That’s quite a big claim! I am confused enough about the whole context-switch thing to find this theoretically possible to believe, but it would really help to dissect specific benchmarks here, and also explain where, exactly, the difference is coming from, in terms of assembly code, CPU counters, and what not!
I was having trouble believing it myself, because I don’t focus on performance at this point at all.
But there are a few points, the “much faster” was in the context of a single thread, and that’s a big constraint. Both Go and Tokio are designed from multi-thread workloads and there is a lot of overhead coming from that. Stackless coroutines in Rust have higher switching cost than stackful coroutines, purely by the fact that there is a lot more state management. I’m almost certain, that if I tried, I could probably beat any of them with Node in a single thread.
Multiple threads, that much much closer, but still very good to my surprise. In any case, performance is not my focus for now. The reality is that Tokio has a huge overhead in async switching, other Rust frameworks are better. And even in Rust, people are starting to do stackful coroutines.
This is a good paper to read regarding performance of stackful coroutines:
This is a simple ping-pong benchmark, all libraries will eventually resolve to running them on a single thread, because the task blocked by the channel read will continue on the same thread as the channel write.
Zig/Zio:
Total rounds: 1000000
Total time: 222.37 ms (0.222 s)
Time per round: 222 ns
Messages/sec: 8994010
Rounds/sec: 4497005
Go
Total rounds: 1000000
Total time: 334.08 ms (0.334 s)
Time per round: 334 ns
Messages/sec: 5986608
Rounds/sec: 2993304
Rust/Tokio
Total rounds: 1000000
Total time: 334.92 ms (0.335 s)
Time per round: 335 ns
Messages/sec: 5971564
Rounds/sec: 2985782
As I said, it’s mind-blowing to me, but this is reality.
Just merged an interesting change, that’s not possible in the current std.Io design (without spawning a separate coroutine for each operation). I already had the option of using e.g. ResetEvent in select(), but that’s easy due to the fact that the event has state. Now I also added support for Channel operations to participate in select(). It allows for code like this:
Unlike goroutines in Go or virtual threads in Java, tasks in Zio have a fixed stack size.
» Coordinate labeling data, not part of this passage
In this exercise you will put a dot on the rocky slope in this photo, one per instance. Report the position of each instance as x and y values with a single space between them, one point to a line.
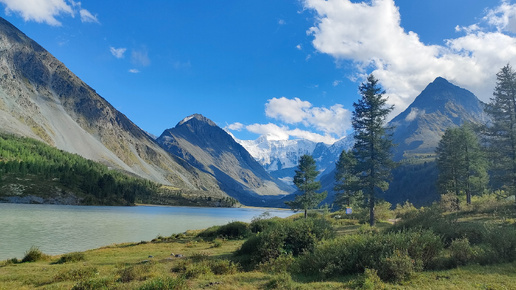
40 98
209 148
440 105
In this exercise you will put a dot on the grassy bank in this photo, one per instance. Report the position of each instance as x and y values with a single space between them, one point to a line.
473 248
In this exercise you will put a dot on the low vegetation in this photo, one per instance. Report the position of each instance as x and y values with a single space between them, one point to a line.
425 248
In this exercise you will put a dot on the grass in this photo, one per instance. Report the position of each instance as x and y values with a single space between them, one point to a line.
209 264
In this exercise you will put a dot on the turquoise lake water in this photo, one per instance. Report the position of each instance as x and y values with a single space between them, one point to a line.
58 229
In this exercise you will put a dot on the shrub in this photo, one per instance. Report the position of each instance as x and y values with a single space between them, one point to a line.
71 257
354 253
397 267
405 211
33 255
259 225
370 280
164 283
282 264
281 281
134 273
232 230
222 267
76 274
99 283
461 252
286 237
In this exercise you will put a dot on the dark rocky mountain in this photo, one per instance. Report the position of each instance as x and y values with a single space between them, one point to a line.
212 150
41 99
417 132
440 105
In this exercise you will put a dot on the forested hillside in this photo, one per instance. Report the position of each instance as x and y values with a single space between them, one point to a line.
49 175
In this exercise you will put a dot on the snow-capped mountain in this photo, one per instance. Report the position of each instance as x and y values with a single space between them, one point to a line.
280 157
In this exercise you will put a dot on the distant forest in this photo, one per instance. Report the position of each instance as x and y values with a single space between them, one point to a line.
24 160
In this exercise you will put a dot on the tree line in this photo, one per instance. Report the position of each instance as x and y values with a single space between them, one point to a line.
20 156
471 159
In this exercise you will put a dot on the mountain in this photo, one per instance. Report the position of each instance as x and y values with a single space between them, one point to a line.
440 105
41 99
417 132
212 150
280 157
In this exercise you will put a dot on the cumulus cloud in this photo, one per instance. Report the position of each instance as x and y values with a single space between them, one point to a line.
275 132
299 119
237 126
334 120
403 64
46 11
86 16
117 52
140 57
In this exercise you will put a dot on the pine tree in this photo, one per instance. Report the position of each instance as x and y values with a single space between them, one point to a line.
461 163
501 134
372 148
305 182
346 185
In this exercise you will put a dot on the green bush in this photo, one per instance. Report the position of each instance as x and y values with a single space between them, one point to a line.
354 253
397 267
286 237
96 283
232 230
75 274
164 283
259 225
281 281
134 273
222 267
71 257
461 252
33 255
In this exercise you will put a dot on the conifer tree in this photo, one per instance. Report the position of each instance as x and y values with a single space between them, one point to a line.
373 143
346 180
461 163
501 133
305 182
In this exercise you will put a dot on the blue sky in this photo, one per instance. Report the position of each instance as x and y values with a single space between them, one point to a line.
287 68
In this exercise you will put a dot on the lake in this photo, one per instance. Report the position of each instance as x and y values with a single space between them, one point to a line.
58 229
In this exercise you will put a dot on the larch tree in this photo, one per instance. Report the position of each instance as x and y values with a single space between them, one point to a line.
461 163
346 186
305 181
373 142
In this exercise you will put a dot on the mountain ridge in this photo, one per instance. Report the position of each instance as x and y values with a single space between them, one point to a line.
209 148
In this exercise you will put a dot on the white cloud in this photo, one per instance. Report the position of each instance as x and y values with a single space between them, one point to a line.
41 11
47 11
86 16
334 120
402 63
117 52
237 126
275 132
140 57
290 111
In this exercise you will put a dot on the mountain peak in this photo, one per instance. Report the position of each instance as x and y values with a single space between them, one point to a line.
196 117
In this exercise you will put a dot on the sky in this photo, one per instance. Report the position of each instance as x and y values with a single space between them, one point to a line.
286 68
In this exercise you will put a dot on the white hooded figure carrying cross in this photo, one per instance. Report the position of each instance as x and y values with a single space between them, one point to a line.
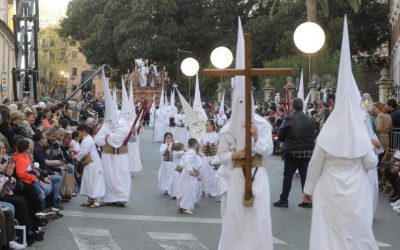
337 177
243 227
115 159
This is a big limitation, coming from the fact that Zig is a language with manual memory management.
One thing I’ve been wondering here, is whether it’s feasible to do circumvent this using virtual memory? What you can do is to map 8MiB stack, but rely on demand paging to allocate physical memory. This is not great still, because you have to do the work to setup memory maps for 8MiB worth of pages. But is there some way to directly reserve a penultimate level of page table, so that you pay for only one entry up-front, and setup virtual address mapping lazily as well?
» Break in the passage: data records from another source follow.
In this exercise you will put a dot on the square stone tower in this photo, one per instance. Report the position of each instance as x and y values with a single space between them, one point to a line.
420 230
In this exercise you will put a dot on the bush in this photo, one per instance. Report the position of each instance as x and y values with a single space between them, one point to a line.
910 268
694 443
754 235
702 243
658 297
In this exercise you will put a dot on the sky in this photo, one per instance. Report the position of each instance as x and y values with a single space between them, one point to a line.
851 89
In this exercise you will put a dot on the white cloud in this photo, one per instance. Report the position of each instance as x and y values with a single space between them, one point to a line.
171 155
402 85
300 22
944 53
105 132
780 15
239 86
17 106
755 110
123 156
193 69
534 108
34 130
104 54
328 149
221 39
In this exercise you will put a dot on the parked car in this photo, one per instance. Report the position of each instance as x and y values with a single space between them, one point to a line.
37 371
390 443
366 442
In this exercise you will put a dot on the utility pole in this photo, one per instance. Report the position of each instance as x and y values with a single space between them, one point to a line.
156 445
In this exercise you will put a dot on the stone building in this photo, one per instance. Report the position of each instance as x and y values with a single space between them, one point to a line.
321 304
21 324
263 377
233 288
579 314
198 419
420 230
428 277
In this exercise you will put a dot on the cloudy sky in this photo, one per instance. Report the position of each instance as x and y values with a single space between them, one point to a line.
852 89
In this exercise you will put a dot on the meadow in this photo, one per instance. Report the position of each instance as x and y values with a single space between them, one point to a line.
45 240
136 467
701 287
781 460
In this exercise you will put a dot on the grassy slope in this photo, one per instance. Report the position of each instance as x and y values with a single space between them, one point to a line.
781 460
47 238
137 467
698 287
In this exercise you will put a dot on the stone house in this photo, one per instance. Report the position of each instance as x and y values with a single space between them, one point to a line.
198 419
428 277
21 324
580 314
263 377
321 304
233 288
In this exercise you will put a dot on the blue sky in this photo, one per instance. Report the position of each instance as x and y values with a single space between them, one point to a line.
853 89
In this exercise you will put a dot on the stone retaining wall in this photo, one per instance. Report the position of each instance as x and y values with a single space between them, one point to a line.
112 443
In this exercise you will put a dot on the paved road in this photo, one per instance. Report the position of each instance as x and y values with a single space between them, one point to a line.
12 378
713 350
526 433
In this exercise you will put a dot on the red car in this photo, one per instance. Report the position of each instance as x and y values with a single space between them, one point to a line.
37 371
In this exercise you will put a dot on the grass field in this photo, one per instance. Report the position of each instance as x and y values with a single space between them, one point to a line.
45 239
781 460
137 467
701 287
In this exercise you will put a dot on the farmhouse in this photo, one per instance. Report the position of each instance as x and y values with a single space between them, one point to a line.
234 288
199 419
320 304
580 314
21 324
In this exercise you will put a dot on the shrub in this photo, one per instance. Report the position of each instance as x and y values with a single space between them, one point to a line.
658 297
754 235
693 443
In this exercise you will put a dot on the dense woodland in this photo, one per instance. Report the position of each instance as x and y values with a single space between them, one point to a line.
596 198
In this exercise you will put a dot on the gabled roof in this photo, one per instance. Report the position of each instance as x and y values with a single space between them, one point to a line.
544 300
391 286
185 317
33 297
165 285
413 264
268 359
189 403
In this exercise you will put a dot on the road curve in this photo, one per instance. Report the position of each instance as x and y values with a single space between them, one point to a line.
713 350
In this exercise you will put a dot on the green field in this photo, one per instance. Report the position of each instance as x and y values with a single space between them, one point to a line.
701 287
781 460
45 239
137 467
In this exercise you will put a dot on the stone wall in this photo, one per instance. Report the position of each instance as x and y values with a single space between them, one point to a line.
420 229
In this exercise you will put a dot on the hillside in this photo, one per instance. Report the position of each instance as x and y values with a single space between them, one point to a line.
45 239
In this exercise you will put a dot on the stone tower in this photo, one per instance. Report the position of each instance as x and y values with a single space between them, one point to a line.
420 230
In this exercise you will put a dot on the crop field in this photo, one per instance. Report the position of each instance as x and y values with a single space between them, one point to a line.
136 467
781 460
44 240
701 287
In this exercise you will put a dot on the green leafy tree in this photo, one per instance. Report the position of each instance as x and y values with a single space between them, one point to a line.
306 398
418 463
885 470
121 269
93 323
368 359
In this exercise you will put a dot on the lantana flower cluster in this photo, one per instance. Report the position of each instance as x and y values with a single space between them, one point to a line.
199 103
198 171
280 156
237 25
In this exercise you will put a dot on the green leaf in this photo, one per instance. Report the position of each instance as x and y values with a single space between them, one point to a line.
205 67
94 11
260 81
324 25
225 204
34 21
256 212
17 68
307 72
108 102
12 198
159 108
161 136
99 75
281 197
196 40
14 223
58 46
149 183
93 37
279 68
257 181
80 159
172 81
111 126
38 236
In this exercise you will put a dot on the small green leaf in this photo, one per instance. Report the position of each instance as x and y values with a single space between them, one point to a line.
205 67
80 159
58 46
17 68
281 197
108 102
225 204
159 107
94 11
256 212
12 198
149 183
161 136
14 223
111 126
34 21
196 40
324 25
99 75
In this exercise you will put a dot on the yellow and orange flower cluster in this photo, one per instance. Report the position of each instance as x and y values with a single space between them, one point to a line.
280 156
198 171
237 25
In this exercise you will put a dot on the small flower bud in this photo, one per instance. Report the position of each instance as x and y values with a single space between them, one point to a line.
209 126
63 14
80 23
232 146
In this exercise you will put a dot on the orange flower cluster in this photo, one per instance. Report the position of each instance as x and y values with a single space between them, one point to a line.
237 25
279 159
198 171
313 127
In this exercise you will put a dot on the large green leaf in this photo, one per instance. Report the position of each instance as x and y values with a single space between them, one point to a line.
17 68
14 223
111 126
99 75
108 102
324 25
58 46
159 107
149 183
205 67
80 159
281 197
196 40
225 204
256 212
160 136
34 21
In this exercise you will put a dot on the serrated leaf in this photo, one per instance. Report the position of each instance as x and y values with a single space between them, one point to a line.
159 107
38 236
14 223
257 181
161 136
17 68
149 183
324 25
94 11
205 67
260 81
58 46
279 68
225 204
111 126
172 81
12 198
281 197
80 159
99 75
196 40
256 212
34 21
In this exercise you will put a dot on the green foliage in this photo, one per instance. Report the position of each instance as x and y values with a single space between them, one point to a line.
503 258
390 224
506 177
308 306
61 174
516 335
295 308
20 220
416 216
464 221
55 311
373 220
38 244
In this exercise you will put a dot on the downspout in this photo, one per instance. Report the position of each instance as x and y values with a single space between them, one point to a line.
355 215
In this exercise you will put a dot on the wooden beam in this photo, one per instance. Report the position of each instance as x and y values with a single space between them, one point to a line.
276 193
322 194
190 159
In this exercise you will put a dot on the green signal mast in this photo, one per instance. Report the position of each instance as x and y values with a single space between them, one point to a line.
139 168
Linux actually does something like that for the stack of the main thread as well, such that 8MiB of stack aren’t even present in the page table for the start (Stack probe puzzle), something like that should be possible for green threads, no? (though, the answer here might start with writing your own kernel…)
I remember reading about this having been considered by other implementations (iirc by Rust as well back when green threads were used) but then discarded for some reason that currently escapes me.
This is is how Windows Fibers work, for example. It’s possible, but in order to work efficiently, it needs compiler support. You need the compiler to inject a check just after function start, to check the stack and possibly allocate more memory. I’m planning to do something like that during yield, but it’s not a high priority task, because on Linux with overcommit on, the OS does it for me anyway. I can allocate fairly large stacks, more than available memory, but Linux will not reserve all of it.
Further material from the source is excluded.